Mais les Etats-Unis se sont toujours opposés à cette idée (on se souvient de l’échec en 2012 du Sommet de Dubaï à ce sujet), prétextant ne pas vouloir que des États non démocratiques et peu respectueux de la liberté sur Internet aient leur mot à dire dans le processus décisionnel. On peut penser qu’ils restent sur la même ligne, conscients du caractère conflictuel croissant du cyberespace. Mais leur position sera difficilement tenable sur le long terme, eu égard aux dérives auxquelles ils se sont livrés et se livrent encore.
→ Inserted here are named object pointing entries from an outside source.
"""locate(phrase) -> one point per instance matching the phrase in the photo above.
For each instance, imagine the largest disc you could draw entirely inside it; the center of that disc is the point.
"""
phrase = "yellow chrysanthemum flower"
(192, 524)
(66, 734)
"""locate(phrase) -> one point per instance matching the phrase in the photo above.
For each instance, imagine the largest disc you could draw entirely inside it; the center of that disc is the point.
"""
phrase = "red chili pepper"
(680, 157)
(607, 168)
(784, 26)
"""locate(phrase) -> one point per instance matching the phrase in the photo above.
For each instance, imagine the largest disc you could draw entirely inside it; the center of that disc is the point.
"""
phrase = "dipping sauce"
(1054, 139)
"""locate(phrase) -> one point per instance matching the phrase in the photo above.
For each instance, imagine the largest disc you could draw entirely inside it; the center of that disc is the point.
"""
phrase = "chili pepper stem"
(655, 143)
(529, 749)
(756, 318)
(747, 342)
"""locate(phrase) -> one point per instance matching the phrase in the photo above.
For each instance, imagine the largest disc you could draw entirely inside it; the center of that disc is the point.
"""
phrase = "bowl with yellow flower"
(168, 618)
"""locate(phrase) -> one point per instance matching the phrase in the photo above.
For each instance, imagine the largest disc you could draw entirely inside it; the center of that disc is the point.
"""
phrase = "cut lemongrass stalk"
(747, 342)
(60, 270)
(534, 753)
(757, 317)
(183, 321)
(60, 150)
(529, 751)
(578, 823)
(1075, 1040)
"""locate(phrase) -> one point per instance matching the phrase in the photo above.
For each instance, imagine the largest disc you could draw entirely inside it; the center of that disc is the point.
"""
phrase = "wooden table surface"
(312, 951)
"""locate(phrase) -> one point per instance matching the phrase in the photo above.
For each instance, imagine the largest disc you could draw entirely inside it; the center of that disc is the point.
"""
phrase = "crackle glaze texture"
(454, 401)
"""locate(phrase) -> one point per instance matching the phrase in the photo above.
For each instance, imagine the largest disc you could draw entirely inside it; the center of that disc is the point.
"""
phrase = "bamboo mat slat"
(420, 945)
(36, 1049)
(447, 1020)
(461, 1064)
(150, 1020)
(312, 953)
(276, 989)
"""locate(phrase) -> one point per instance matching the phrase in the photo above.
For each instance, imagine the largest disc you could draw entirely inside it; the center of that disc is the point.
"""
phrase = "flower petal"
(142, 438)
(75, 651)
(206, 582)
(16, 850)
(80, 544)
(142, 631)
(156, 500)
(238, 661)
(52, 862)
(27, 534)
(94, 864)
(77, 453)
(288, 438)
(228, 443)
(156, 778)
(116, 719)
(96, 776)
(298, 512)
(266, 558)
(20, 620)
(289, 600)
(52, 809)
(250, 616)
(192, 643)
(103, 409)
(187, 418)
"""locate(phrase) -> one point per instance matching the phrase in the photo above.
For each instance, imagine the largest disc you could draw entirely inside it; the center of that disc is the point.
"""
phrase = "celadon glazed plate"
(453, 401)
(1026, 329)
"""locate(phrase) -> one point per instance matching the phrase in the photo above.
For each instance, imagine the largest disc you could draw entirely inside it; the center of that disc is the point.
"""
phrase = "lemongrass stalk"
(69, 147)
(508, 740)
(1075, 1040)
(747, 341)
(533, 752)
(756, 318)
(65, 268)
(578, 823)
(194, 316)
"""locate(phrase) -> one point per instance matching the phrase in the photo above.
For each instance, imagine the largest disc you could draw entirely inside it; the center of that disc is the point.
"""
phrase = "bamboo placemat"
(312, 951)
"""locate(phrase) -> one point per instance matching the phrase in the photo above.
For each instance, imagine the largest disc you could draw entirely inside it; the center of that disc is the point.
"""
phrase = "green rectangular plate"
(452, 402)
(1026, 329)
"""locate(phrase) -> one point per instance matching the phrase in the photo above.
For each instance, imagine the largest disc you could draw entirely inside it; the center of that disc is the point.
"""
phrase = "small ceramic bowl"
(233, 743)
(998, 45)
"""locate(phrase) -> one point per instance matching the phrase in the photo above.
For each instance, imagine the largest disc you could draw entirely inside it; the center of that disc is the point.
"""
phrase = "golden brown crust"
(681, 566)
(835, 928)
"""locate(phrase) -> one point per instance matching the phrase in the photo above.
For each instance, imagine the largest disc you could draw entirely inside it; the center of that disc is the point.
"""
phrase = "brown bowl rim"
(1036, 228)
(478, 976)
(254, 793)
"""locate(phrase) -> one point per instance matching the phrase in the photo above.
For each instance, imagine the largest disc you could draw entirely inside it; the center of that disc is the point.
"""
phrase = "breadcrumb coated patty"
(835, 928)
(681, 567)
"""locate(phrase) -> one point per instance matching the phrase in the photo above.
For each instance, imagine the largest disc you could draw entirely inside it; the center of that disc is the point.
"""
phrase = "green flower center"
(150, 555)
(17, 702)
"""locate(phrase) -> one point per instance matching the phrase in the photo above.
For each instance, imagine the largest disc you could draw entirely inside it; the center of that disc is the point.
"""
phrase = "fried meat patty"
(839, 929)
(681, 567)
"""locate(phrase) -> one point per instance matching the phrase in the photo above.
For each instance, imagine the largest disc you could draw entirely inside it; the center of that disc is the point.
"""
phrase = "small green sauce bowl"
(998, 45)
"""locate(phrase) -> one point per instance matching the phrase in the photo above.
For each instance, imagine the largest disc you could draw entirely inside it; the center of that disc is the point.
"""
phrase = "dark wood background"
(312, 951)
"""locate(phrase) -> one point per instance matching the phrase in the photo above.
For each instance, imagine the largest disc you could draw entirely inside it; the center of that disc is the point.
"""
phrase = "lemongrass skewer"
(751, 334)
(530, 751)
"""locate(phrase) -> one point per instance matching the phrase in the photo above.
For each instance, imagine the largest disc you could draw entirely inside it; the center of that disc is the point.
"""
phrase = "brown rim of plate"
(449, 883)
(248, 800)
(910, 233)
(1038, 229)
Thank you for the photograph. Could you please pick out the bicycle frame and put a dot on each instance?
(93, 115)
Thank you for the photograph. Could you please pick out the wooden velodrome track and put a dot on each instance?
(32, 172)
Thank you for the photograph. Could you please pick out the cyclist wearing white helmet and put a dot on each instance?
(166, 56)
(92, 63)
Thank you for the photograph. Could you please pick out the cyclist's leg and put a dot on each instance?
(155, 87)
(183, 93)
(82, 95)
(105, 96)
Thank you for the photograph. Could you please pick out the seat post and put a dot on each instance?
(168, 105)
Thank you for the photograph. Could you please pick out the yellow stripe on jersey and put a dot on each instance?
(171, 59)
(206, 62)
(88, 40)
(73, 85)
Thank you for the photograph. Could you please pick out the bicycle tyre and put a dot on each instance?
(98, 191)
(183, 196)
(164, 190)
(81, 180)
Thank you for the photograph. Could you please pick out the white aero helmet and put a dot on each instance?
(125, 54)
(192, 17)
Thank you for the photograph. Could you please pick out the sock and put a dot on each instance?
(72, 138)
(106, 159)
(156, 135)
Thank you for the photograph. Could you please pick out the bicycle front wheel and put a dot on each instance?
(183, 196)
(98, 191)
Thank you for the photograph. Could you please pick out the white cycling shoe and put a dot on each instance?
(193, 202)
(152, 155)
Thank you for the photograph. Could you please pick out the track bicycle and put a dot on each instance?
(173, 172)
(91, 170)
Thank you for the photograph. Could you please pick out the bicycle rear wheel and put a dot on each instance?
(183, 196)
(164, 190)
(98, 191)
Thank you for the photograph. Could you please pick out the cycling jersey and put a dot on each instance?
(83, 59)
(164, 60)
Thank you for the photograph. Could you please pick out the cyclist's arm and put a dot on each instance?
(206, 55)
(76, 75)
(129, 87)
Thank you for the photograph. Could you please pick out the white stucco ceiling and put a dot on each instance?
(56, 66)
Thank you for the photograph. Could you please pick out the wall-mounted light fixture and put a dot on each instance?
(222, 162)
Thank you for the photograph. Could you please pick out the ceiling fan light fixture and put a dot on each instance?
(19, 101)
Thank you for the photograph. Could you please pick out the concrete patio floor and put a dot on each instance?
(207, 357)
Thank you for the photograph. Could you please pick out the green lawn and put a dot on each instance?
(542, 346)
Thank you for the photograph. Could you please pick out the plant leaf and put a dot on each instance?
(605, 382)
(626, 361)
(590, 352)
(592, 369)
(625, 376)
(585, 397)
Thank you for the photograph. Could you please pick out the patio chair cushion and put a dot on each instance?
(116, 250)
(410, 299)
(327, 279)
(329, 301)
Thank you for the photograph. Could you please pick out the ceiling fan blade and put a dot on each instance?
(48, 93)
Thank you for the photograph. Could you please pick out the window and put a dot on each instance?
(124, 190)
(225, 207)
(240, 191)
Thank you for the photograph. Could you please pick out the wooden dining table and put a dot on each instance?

Une évolution à double tranchant 

Rien n’est donc figé dans la redéfinition de l’ICANN. L’"ICANN 2.0" peut devenir l’instrument international indépendant qu’il aurait dû être dès sa création, œuvrant dans le cadre de l’ONU. Mais sa tâche sera à coup sûr ardue, avec un impératif d’autorité et d’efficacité pour se faire entendre des puissances numériques qui, pour certaines d’entre elles, ne seraient pas contre gérer leur propre ICANN, avec le risque de remettre en cause le sens même d’Internet et de participer toujours un peu plus à la balkanisation du Web.

Il ne s’agit pas d’un simple débat technique. Il est question de la consolidation d’Internet dans un cyberespace mouvant, où les droits des internautes peuvent être bafoués à grande échelle.

La France a une position ambiguë sur la question, avec un organisme comme l’AFNIC très au fait du sujet et conscient des dérives du pouvoir américain, mais également avec un pouvoir politique assez frileux qui reste pour l’instant inaudible. L’Europe semble pour une fois en avance sur les États-Unis sur ce sujet, mais elle est impuissante si ces derniers se s’associent pas et ne se mettent pas d’accord. Le Parlement peut multiplier les recommandations et rapports, sa marge de manœuvre reste étroite.

Ne pas raisonner en "gagnants / perdants" 

Le processus s’annonce compliqué, et nul doute que les Etats-Unis ne feront rien pour le simplifier, afin de rappeler leur rôle "positif" de stabilité jusqu’à présent, mais tous ont intérêt à se mettre d’accord sur un mode de gouvernance démocratique, stable : les États, car il y aura un rééquilibrage des influences, et les entreprises, car de nouveaux marchés seront ouverts avec l’essor de nouveaux noms de domaine.

Les prochaines réunions de l’ICANN seront intéressantes à observer pour voir quel type de gouvernance d’Internet (rappelons que sans les serveurs DNS racines, Internet ne fonctionne plus) se profile à l’horizon.

Il ne faudra pas penser en "gagnants / perdants" pour les Etats, mais veiller avant tout à ce qu’un ICANN fort, indépendant et évolutif voit le jour.